Es wird kaum bestritten, daß die Abwertung des Rubel - die in einer anderen wirtschaftlichen Lage vielleicht verheerend gewirkt hätte - unter den konkreten damaligen Umständen den Aufschwung der Inlandsproduktion ermöglichte. Über Nacht stiegen die Preise für die Importwaren, die den russischen Markt überflutetet hatten, um das Dreifache. Damit wurde es wieder profitabel, in Rußland zu produzieren und - trotz der bekannten Qualitätsprobleme und ungünstiger Kostenfaktoren für die Hersteller - russische Nahrungsmittel und Industriegüter im eigenen Land zu verkaufen.
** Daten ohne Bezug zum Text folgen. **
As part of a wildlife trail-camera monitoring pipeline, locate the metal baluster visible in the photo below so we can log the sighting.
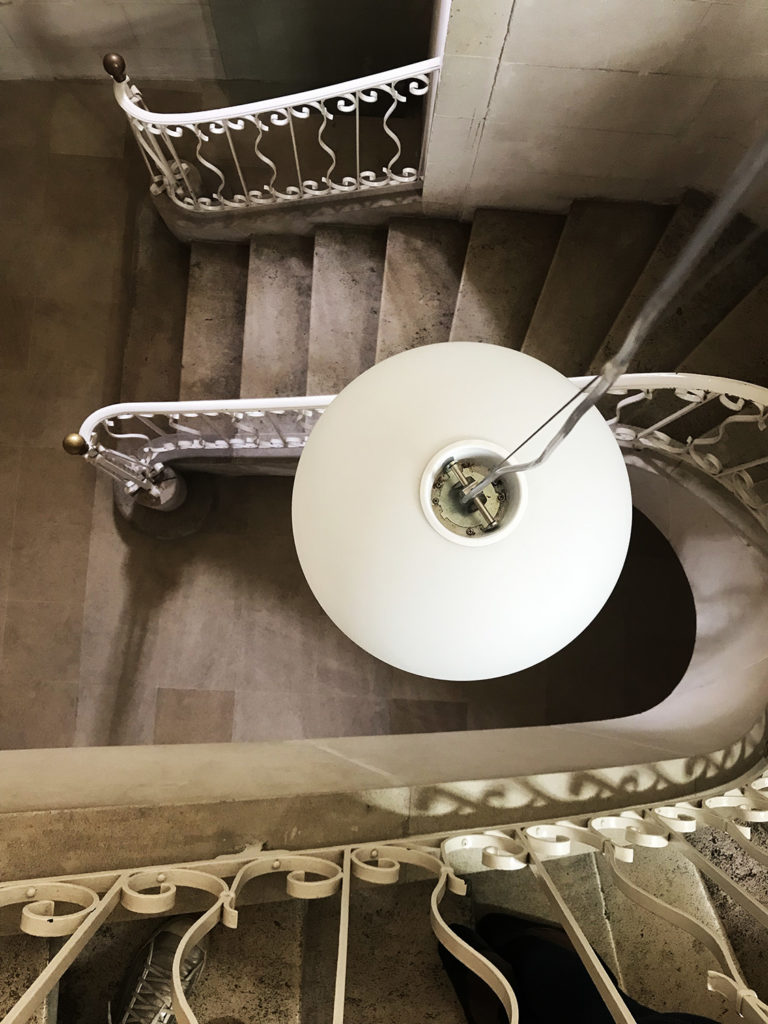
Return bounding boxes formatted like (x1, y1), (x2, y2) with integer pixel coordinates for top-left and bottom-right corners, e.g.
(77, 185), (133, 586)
(223, 121), (251, 204)
(288, 108), (304, 196)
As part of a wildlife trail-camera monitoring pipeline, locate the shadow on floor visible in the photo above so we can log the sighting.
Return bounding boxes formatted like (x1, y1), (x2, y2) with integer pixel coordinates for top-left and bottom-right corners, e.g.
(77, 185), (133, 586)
(77, 477), (696, 745)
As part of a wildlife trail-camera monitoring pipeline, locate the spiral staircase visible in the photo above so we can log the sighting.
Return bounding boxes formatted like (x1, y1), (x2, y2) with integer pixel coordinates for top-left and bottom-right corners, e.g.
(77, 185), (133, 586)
(4, 186), (768, 1024)
(169, 193), (768, 400)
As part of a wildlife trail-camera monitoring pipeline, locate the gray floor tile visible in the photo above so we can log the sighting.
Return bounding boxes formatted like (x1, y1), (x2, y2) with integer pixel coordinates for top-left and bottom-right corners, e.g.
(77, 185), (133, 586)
(154, 687), (234, 743)
(0, 600), (83, 692)
(0, 81), (54, 151)
(8, 521), (89, 603)
(232, 690), (389, 742)
(48, 82), (128, 158)
(0, 672), (78, 751)
(29, 296), (123, 376)
(387, 698), (467, 735)
(0, 445), (20, 603)
(0, 260), (35, 372)
(16, 446), (95, 528)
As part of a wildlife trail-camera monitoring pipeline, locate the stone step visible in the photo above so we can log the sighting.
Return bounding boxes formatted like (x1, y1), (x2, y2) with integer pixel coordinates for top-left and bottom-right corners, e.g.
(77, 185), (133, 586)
(468, 853), (622, 984)
(240, 234), (312, 398)
(0, 937), (52, 1024)
(376, 219), (469, 362)
(451, 210), (565, 348)
(179, 242), (248, 400)
(590, 190), (710, 373)
(120, 198), (189, 401)
(597, 845), (737, 1022)
(306, 226), (387, 394)
(678, 276), (768, 387)
(522, 200), (671, 376)
(592, 191), (768, 376)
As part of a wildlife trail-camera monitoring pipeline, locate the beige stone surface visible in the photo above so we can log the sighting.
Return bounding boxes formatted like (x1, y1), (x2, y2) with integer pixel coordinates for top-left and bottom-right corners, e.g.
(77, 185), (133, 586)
(522, 202), (671, 376)
(450, 210), (563, 348)
(376, 220), (469, 362)
(179, 242), (248, 401)
(0, 935), (50, 1024)
(240, 234), (312, 398)
(306, 227), (386, 394)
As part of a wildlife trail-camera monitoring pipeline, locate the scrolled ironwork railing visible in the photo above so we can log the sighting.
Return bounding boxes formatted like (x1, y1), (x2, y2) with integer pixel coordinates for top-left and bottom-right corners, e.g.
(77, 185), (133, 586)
(65, 374), (768, 530)
(0, 763), (768, 1024)
(104, 54), (440, 213)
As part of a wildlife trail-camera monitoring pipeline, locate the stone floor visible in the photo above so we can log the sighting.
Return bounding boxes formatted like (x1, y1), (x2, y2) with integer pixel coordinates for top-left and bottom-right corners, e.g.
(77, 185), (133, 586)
(0, 82), (694, 749)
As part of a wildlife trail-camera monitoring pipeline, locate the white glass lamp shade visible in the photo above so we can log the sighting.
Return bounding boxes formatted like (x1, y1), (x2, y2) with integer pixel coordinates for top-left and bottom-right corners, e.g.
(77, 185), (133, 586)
(293, 342), (632, 680)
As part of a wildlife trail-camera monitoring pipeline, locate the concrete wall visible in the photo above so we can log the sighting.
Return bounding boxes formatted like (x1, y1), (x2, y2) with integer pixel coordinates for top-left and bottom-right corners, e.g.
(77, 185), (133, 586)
(0, 0), (432, 89)
(424, 0), (768, 223)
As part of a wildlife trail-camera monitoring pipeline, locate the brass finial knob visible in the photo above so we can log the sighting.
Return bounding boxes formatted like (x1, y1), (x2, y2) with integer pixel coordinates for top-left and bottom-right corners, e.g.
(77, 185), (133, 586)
(61, 434), (89, 455)
(101, 53), (125, 82)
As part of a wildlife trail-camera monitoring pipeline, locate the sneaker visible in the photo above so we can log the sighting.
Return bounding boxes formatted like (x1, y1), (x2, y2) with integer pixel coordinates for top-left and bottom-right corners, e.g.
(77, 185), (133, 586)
(106, 918), (208, 1024)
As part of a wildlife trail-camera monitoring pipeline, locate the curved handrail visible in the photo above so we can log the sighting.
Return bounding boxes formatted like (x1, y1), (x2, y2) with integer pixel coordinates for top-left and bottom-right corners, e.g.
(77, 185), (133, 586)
(114, 57), (442, 126)
(65, 373), (768, 530)
(104, 53), (441, 214)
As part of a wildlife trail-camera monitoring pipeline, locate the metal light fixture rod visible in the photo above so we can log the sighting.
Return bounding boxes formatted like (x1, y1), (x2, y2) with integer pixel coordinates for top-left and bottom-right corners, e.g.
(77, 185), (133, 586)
(462, 135), (768, 505)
Allerdings hätte es keine Erholung der binnenwirtschaftlichen Produktion gegeben, wenn die Regierung Primakow nicht eingegriffen hätte, um nach dem Staatsbankrott vom August 1998 das Abgleiten des Landes ins Chaos zu verhindern und bestimmte Grundvoraussetzungen für eine Erholung der produktiven Wirtschaft zu schaffen. Dazu gehörten Maßnahmen wie 1. die Stabilisierung der Landeswährung und der Überreste des Bankenwesens, 2. die Förderung einer graduellen "Remonetarisierung", nachdem unter den Bedingungen der Schocktherapie ganze Wirtschaftsbereiche zum "Naturalienhandel" oder Bartergeschäften übergegangen waren; 3. die Sicherung eines zwar vom Umfang her geringeren, aber immer noch wesentlichen Kreditstroms in den produktiven Sektor sowie 4. die Beschränkung des Anstiegs der Preise für Energie und Dienstleistungen der sog. "natürlichen Monopole", u.a. der Eisenbahn, die hinsichtlich der Gewinnchancen einheimischer Produzenten eine Schlüsselrolle spielen.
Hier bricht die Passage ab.